Baca berita dengan sedikit iklan, klik di sini
Di rumahnya yang mewah di Roma, ia membuka sebotol anggur dan melahap sepotong pizza. Kamis, 24 Januari lalu, bekas Perdana Menteri Italia Silvio Berlusconi merayakan kejatuhan lawan politiknya, tokoh sosialis Romano Prodi, yang menaklukkannya dalam pemilu 2006.
Hari itu, Prodi gagal memperoleh mosi percaya dari Senat. Ada 156 suara yang mendukungnya, tapi suara yang menentangnya lebih banyak (161). Dan itu berarti pemerintahan koalisi kiri-tengah yang dijalankannya hanya bisa bertahan 20 bulan. Sebuah partai kecil, Partai Kristen Demokrat Udeur, menarik dukungannya, lalu bubarlah persekutuan itu. Clemente Mastella, pucuk pimpinan partai Udeur yang mempunyai kedudukan Menteri Kehakiman dalam koalisi, meletakkan jabatannya, lantas meninggalkan koalisi.
Alasan Clemente Mastella agak bersifat pribadi: koleganya dalam pemerintahan tak mendukungnya saat ia menjalani penyelidikan atas tuduhan korupsi, dan istrinya pun berada dalam tahanan rumah untuk tuduhan yang sama.
Ya, inilah politik di Italia. Partai yang hanya mengumpulkan tiga suara dalam majelis rendah itu adalah partai penyeimbang dan sangat menentukan masa depan koalisi pimpinan Romano Prodi. Perbedaan kekuatan antara oposisi dan pemerintah, antara Silvio Berlusconi dan Romano Prodi, terbilang tipis.

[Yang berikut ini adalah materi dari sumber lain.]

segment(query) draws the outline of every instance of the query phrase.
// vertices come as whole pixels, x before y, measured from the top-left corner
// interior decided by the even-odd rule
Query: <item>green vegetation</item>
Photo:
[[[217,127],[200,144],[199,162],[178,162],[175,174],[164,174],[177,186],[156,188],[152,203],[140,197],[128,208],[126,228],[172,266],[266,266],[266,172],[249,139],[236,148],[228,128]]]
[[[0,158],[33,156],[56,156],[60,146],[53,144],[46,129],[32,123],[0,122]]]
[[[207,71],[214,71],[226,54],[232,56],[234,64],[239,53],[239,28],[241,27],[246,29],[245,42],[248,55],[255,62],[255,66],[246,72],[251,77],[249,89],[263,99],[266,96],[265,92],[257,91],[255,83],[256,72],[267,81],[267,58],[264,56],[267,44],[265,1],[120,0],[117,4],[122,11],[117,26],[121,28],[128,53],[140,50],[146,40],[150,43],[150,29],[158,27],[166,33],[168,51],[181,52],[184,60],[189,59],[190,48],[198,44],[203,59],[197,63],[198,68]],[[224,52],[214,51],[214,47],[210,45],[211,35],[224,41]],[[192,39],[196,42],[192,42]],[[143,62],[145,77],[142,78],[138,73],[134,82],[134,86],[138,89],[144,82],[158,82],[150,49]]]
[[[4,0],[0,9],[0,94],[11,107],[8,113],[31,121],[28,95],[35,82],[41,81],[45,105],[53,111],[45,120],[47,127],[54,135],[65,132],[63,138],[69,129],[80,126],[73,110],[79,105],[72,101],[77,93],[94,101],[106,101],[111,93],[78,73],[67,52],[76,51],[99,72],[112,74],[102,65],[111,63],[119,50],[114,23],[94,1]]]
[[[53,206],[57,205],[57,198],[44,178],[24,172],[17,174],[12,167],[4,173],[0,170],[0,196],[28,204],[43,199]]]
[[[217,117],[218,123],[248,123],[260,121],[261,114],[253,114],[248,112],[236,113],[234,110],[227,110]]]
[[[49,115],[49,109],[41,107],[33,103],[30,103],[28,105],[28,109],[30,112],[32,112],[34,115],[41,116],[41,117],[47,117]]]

Ini kedua kalinya kabinet Prodi limbung gara-gara ulah partai kecil dalam koalisinya. Maret tahun lalu, kabinet Prodi juga terguncang, ketika dua senator anggota partai komunis Rifondazione Comunista, mitra koalisi Prodi, menentang kebijakan luar negeri Prodi. Bekas Presiden Komisi Eropa ini merasa ditikam dari belakang, sehingga terpaksa mengajukan mosi percaya kepada parlemen. ”Mereka (koalisi kiri-tengah) terus-terusan bertempur lewat veto, ancaman, dan pemerasan sehingga melemahkan Perdana Menteri dan memaksanya memediasi (konflik) daripada memimpin,” tulis koran kiri La Repubblica. Prodi selamat setelah partai komunis mengurungkan niatnya, khawatir partai konservatif yang dipimpin Berlusconi kembali berkuasa.
Kini ada kesepakatan di antara sejumlah senator senior, termasuk di kalangan lawan Romano Prodi sendiri, bahwa Italia butuh undang-undang pemilu baru. Pikiran yang sama ada dalam kepala sang presiden, Giorgio Napolitano. Bekas politikus partai komunis ini lebih suka membentuk pemerintah sementara hingga sisa masa pemerintahan selesai tiga tahun lagi, tinimbang menggelar pemilu sela. Napolitano berharap pemerintah sementara bisa mendorong amendemen terhadap undang-undang pemilu agar memberikan jaminan lebih besar pada stabilitas politik.
Celakanya, Presiden butuh konsensus pemimpin partai untuk membentuk pemerintah sementara. Maka Napolitano pun sibuk membujuk pemimpin partai agar setuju membentuk pemerintah sementara. Ia meminta kesediaan Ketua Senat Franco Marini memimpin pemerintah sementara.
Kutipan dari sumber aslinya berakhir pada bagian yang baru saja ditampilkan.